This delicious muffin recipe is super simple and not only low FODMAP, but also egg and dairy free, so is suitable for vegetarians and vegans.
- 1 tbs chia seeds soaked in 3 tbs boiling water
- 2 cups gluten free plain flour (containing a mixture of rice, potato and tapioca flours)
- 1/2 cup almond meal, plus a little extra to sprinkle on top of muffins
- 1 tsp baking powder
- 1/2 cup caster sugar
- 1 tsp vanilla extract
- 2/3 cup vegetable oil
- 3/4 cup almond milk
- 3/4 cup blueberries (fresh or frozen)
- Preheat oven to 180°C and line a 12 hole muffin pan with paper cases.

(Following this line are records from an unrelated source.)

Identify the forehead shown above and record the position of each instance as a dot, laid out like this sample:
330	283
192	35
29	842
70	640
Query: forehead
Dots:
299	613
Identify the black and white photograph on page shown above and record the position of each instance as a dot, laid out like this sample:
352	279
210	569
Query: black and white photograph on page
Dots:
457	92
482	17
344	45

- In a small bowl, add boiling water to chia seeds and stir. Set aside to swell for 10-15 minutes, or until a thick gel forms.
- In a large mixing bowl, add flour, almond meal, baking powder and caster sugar.
- Add vanilla extract, vegetable oil, almond milk and soaked chia seeds.
- Stir until just combined, adding a little extra almond milk if mixture becomes too thick.
- Finally, carefully fold blueberries through mixture.
- Divide mixture equally between 12 muffin cases (fill each case to 2/3 full) and sprinkle tops with extra almond meal.
- Bake muffins in preheated oven for 25-30 minutes or until lightly brown and cooked through.
- For a nut free version, replace almond meal with oat bran and substitute almond milk for regular milk (lactose free if required) or soy protein milk (to keep the recipe vegan).
- Store muffins in an airtight container or freeze for later.
- As a special treat, add 1/3 cup chocolate of your choice to the muffin mixture at step 3.